Deberíamos ir más a menudo al Teatro de la Zarzuela. Si no por su programación, al menos por su público, sin duda el mejor de Madrid. Incluso en esta ocasión, cuando al llegar nos dio la impresión de habernos equivocado de camino y de estar en cortilandia (tal era la marea de niños), fue un placer compartir espectáculo con una audiencia entusiasta, agradecida e implicada. Cierto que durante toda la representación se oyó un runrún imparable, que de vez en cuando atronaron algunos lloros e incluso que algunos momentos causaron pavor y algún gritito horrorizado. Pero sabíamos a lo que íbamos y todo esto también se puede apreciar como parte del espectáculo.


Ya hace tantos años que vimos Los sobrinos del capitán Grant que nos parece inverosímil. Tanto que o hemos olvidado muchísimas cosas, o la función, sobre todo en su segunda parte, ha variado casi por completo. Da igual, incluso mejor, así podemos disfrutarla de nuevas. Porque un espectáculo como este es necesario al menos una vez al año. Se trata de un teatro de efectos, poco practicado y que, por motivos de presupuesto, mucho nos tememos que no se va a poner precisamente de moda próximamente. 

Paco Mir, con un derroche de inventiva tanto en la puesta en escena como en la versión, proporciona un derroche de alegría sin remordimientos, pura euforia sobre las tablas. Los chistes son tantos que los hay redondos y prescindibles, pero da igual, con que la mitad acierten, ya tienes de sobra para no abandonar el buen humor durante más de tres horas. Los decorados, el vestuario, la iluminación y, por supuesto, la música... todo funciona a la perfección para que el espectador, abandonado cualquier prejuicio estético, disfrute sin mirar el reloj ni una sola vez.

Y qué decir de los actores. Son tantos que no se pueden enumerar, pero incluso entre los protagonistas sería difícil destacar a alguno. Millán Salcedo esta irresistible, hasta sus muecas parecen precisas y ajustadas al personaje. Fernando Conde tiene otro de esos personajes para llevárselo a casa y no soltarlo. Maribel Lara tiene gracia y canta fenomenal. Richard Collins-Moore una vez más aprovecha su aspecto y su inglés para fabricar un británico no por estereotipado menos divertido, como su acompañante María Rey-Joly, que también tiene una voz privilegiada...

Incluso las partes que menos nos gustaron, como la recreación marina, contaron con el beneplácito entusiasta del público.
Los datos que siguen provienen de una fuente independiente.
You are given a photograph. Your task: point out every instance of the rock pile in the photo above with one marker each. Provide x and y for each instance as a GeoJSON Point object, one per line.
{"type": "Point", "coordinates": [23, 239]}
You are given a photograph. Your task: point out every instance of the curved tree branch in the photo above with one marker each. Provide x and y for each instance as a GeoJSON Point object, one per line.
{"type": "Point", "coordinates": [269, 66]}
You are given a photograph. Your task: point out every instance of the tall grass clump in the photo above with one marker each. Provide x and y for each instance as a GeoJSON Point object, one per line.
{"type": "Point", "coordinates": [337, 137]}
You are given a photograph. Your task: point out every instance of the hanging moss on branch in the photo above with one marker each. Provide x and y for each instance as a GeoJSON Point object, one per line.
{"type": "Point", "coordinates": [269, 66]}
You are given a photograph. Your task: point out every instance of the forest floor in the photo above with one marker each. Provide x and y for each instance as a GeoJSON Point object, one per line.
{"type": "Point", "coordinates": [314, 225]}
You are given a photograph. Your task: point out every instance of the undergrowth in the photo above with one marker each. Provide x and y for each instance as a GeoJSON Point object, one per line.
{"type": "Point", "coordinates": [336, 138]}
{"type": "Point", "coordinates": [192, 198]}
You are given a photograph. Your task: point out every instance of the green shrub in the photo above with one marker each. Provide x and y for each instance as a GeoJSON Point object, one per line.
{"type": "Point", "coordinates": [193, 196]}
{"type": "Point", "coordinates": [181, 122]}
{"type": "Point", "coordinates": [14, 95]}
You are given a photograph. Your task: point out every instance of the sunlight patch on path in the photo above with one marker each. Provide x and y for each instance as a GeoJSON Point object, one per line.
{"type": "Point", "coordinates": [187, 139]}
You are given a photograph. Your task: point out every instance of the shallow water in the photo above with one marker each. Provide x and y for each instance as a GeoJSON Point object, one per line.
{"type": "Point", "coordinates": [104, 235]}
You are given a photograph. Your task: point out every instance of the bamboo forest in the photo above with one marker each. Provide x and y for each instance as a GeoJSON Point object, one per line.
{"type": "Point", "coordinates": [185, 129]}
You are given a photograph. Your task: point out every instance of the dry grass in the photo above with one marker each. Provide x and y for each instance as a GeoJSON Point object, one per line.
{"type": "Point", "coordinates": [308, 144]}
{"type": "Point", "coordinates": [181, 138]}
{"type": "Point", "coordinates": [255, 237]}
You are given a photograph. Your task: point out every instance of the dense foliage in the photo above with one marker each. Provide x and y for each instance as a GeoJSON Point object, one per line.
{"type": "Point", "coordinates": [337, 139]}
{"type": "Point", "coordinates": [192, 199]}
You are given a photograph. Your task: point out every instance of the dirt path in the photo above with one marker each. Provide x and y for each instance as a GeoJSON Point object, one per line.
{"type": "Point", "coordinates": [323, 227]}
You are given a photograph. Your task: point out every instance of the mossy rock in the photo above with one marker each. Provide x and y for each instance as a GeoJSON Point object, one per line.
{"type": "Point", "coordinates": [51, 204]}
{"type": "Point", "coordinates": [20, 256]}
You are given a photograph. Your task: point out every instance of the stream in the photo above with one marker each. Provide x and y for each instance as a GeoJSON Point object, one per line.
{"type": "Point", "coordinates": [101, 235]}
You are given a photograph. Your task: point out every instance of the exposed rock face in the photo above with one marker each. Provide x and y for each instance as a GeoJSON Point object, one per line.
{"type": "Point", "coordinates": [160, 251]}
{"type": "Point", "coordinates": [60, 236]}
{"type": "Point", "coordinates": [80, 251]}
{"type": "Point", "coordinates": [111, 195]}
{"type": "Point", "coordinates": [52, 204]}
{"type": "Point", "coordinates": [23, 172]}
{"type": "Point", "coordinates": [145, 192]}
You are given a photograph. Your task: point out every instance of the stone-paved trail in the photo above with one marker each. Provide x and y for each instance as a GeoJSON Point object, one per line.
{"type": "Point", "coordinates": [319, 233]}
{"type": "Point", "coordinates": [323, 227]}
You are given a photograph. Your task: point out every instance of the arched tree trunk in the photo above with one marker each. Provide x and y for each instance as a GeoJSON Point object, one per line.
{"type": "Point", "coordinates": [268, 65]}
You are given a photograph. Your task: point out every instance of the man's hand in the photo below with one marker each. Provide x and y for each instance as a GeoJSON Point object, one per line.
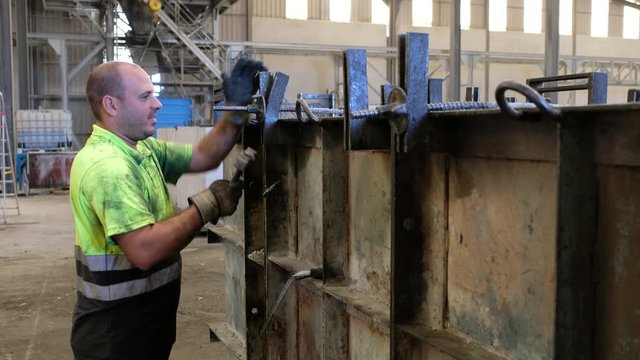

También las reiteraciones un poco facilonas, como la llama omnipresente, fueron saludadas una y otra vez con jolgorio. Y es que la obra, que nunca pierde la autoconsciencia, pero que tampoco pretende ser más lista de lo que es, invita a ser vista con ojos limpios, a dejarse llevar por el juego. Por eso, como decíamos, habría que ver algo así por lo menos anualmente. No necesariamente tendría que ser siempre Los sobrinos del capitán Grant, pero tampoco nos quejaremos.

Nota aparte: durante el intermedio, en el inusitadamente poco concurrido espacio para fumadores (después de todo, la mayoría del público era menor de 12 años o mayor de 70), nos fijamos en que un restaurante enfrentado al teatro luce el muy zarzuelero cartel de “Los Ángeles-Chicago-Zaragoza”. Como dice el subteniente Mochila tras una de las inverosímiles gracietas de la función: “¡Viva España!”.